Pitts seems less concerned: “DTC advertising is always on somebody's hit list. Everybody knows that eradicating DTC isn't going to affect the price of pharmaceuticals by 10 cents. Taking away the deduction is just a way to try to make pharma stop doing DTC.”
And in the other corner there's the politically weakened, but still standing House Speaker Paul Ryan, whose proposal, A Better Way, would reduce the tax rate for corporate payers to 15%. While pharma companies — especially those with large sums of cash parked overseas — would welcome any such cuts, Kamp cautions that they might come at a price.
“In order to get to 15%, a lot of tax deductions that are pretty popular would have to be on the chopping block,” Kamp points out. “You have to think that the marketing tax deduction could potentially be one of them.”

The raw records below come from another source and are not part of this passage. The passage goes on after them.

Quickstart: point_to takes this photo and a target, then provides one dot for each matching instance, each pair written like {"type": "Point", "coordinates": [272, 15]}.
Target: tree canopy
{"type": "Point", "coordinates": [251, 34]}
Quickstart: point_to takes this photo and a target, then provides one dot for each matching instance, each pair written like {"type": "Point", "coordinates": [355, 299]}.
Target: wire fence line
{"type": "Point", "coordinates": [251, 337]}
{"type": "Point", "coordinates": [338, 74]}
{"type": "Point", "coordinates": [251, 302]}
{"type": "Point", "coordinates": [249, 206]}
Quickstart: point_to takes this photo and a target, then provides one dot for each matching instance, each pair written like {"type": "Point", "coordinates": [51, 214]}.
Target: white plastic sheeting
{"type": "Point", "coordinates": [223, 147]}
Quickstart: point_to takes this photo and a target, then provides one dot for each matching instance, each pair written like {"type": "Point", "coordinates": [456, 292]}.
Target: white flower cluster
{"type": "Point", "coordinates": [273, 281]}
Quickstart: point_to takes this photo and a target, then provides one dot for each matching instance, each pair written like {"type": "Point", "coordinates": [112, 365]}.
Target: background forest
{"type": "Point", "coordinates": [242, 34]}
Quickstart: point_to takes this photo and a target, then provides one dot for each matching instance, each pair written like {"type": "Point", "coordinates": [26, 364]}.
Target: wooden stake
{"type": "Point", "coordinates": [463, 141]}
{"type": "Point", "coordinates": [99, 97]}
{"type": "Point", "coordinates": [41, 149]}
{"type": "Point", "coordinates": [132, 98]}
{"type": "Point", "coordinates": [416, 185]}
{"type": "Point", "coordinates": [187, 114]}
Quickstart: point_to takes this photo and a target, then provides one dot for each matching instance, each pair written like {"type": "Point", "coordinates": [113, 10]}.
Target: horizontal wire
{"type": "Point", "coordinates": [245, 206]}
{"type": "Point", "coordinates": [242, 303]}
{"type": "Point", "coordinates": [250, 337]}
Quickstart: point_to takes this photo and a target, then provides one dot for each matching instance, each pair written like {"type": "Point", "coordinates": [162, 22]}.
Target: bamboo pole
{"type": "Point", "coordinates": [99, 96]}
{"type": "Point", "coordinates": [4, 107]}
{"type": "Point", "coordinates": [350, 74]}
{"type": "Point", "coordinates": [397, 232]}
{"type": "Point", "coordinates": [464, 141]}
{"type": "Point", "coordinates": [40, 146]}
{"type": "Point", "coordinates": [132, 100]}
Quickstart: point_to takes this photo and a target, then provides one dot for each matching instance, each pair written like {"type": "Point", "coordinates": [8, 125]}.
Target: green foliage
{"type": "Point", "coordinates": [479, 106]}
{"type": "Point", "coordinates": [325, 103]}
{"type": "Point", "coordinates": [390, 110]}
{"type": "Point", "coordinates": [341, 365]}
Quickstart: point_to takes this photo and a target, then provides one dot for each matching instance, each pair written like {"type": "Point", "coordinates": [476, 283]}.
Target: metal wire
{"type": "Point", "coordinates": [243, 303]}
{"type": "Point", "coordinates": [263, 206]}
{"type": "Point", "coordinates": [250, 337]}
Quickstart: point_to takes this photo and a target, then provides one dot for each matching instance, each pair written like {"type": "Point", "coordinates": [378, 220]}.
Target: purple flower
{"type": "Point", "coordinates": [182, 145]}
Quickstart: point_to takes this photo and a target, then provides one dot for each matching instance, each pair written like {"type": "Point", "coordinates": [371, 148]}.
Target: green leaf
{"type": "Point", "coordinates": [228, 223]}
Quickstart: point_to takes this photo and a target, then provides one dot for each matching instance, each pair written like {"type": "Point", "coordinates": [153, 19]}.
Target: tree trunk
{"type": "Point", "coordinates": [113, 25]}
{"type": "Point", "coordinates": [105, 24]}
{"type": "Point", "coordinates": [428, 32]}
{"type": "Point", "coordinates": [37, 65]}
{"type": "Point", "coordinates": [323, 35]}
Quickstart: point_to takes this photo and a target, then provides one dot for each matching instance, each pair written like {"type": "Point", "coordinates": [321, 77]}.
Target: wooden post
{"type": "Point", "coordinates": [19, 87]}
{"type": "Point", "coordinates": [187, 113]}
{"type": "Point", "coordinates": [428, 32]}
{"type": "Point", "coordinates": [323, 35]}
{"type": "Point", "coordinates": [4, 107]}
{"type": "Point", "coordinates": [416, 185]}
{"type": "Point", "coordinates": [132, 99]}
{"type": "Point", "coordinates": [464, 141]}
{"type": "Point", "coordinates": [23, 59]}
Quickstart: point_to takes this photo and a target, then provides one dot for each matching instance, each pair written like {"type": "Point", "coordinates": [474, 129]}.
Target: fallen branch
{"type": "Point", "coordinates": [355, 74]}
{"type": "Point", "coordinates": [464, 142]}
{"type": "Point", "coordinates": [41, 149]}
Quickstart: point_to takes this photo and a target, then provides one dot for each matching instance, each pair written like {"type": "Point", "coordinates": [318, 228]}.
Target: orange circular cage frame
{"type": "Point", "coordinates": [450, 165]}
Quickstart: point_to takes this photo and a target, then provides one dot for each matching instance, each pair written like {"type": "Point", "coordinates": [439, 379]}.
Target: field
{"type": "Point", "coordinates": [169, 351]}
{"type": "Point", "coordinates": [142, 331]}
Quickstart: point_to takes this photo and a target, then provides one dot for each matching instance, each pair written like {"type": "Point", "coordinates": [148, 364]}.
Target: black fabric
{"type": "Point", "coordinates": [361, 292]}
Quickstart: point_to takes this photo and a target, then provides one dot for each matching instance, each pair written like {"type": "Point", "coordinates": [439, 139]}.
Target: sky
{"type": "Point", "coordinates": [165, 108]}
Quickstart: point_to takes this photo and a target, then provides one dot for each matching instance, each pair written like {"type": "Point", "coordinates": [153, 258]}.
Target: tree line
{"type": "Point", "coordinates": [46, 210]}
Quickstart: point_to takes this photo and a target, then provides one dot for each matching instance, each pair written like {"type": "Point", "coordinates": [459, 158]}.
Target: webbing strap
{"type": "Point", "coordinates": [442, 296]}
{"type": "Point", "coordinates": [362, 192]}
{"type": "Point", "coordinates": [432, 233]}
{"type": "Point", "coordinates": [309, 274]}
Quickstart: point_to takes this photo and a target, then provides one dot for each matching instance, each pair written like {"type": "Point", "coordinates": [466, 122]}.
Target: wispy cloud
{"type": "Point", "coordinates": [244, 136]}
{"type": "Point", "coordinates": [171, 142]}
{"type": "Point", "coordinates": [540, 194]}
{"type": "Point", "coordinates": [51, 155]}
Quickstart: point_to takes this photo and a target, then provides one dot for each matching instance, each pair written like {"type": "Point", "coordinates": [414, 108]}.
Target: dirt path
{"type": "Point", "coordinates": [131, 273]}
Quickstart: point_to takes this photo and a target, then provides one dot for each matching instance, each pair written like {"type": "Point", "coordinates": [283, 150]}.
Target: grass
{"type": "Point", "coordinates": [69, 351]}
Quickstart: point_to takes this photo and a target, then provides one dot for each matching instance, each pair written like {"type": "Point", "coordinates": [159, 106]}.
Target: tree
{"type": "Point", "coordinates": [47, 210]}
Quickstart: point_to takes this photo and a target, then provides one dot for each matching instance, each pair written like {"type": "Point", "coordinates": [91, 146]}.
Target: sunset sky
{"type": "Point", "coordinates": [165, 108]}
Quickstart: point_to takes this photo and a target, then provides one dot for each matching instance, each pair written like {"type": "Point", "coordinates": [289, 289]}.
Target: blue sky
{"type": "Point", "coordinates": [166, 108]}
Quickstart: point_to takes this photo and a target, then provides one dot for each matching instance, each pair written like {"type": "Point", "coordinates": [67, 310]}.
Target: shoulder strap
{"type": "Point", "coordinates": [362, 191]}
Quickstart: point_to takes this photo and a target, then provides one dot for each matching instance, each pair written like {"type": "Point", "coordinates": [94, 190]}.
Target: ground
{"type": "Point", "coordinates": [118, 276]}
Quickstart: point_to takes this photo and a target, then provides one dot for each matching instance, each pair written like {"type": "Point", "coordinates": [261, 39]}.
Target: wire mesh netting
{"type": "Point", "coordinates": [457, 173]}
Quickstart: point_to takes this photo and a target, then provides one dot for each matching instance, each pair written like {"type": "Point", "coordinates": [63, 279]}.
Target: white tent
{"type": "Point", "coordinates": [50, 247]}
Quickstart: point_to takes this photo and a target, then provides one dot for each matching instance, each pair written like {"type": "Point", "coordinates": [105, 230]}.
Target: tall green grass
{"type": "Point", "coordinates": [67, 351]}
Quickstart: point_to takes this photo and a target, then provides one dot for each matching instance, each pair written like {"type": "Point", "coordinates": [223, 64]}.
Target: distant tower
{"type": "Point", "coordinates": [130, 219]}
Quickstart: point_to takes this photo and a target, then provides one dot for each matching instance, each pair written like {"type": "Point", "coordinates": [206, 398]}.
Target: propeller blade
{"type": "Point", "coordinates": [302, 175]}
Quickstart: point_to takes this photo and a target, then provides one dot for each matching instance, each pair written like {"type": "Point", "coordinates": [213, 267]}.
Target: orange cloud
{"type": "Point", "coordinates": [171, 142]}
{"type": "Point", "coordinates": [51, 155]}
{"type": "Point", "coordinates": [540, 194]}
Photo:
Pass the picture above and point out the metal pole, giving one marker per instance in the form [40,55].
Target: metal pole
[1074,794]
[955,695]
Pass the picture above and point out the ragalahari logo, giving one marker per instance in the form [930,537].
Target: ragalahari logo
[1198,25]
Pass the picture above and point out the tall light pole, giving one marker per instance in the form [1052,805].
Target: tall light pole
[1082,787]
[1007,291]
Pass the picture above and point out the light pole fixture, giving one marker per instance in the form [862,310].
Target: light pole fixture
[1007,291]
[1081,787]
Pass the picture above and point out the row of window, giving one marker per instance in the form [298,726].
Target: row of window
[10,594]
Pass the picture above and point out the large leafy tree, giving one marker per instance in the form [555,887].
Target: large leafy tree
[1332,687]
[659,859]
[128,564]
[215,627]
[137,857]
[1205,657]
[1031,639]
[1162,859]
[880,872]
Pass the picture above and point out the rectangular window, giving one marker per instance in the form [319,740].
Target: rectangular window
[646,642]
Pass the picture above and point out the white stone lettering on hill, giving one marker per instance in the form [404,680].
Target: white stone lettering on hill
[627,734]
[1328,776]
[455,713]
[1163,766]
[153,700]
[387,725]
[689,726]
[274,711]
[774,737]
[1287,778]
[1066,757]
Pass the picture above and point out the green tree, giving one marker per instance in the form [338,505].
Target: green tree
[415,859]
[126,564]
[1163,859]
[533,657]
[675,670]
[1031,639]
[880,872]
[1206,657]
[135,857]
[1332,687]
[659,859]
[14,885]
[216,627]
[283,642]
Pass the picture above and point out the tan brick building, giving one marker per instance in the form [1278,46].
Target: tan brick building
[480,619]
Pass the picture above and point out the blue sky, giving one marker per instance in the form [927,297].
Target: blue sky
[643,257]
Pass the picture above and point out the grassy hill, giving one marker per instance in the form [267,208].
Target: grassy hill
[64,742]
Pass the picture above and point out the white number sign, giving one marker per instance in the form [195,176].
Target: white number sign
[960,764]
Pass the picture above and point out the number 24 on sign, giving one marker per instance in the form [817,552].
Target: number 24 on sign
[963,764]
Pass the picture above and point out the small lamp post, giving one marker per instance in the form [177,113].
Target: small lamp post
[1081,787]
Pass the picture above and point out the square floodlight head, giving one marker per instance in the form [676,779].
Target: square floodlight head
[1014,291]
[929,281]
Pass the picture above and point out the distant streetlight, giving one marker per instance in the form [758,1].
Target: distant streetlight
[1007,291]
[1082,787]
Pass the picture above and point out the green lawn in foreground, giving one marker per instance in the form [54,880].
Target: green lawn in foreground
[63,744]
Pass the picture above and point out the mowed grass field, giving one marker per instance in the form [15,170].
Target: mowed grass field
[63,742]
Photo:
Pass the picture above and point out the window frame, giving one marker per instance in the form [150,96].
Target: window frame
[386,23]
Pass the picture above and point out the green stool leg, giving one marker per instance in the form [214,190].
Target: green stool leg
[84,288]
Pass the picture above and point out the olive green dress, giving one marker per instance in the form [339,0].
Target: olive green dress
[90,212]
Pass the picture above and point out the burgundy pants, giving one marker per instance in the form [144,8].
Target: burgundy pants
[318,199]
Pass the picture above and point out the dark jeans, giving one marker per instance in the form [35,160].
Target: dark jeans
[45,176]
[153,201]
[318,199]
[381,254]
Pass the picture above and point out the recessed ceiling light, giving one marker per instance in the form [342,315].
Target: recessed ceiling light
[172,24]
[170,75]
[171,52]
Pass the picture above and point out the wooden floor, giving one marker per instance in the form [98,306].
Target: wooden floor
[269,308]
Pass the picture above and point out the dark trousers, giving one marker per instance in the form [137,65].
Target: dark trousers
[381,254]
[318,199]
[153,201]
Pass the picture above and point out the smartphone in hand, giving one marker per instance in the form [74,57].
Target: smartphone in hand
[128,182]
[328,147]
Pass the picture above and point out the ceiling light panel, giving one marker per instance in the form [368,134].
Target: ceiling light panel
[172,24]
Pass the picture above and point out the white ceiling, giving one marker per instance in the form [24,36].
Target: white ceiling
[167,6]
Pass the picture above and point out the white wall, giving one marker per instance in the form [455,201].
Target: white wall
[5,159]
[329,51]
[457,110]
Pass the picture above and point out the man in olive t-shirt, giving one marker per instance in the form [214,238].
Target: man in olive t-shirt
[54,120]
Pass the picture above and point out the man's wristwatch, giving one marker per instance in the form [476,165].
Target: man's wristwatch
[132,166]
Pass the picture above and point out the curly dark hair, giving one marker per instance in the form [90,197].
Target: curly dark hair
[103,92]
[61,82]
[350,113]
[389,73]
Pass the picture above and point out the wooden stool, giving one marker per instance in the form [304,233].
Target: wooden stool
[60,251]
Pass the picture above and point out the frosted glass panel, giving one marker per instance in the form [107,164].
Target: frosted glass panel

As for sleeper issues, FCC chairman Tom Wheeler has made some noise in recent months about requiring all internet publishers to mandate that all behavioral advertising be opt-in (currently, opt-in is required only for data that is personally identifiable). It goes without saying that such a change would hit pharma hard.
While Clinton was publicly supportive of Philadelphia's push to enact a so-called soda tax, it's not as likely that a Trump administration will press the case for doing so, especially on a national level. Might it attempt to incentivize “healthy lifestyles” in a more aggressive manner than before? Probably not. But should either eventuality come to pass, expect pharma's reaction to straddle the line between cautiously supportive to bemused.
“Even though it's only sort of related, it's hard to think about it in terms other than how unfairly we're treated,” Callahan says. “There are a lot fewer consumer brands than pharma ones, and they're not being asked to scan the entirety of the internet every time somebody says he gained 40 pounds by drinking Coca-Cola 10 times a day his entire life.”
As if all this weren't enough, the existing legislative authority for PDUFA expires in September. The question isn't whether PDUFA will be reupped. It will be because it has to be. The problem is that when a measure absolutely, positively has to pass, it becomes what Kamp and his fellow policy wonks call a “Christmas tree.”
“Every person in Congress is going to want to put an ornament on it,” Kamp says. “How that will play out is anyone's guess, but it's something to watch carefully.”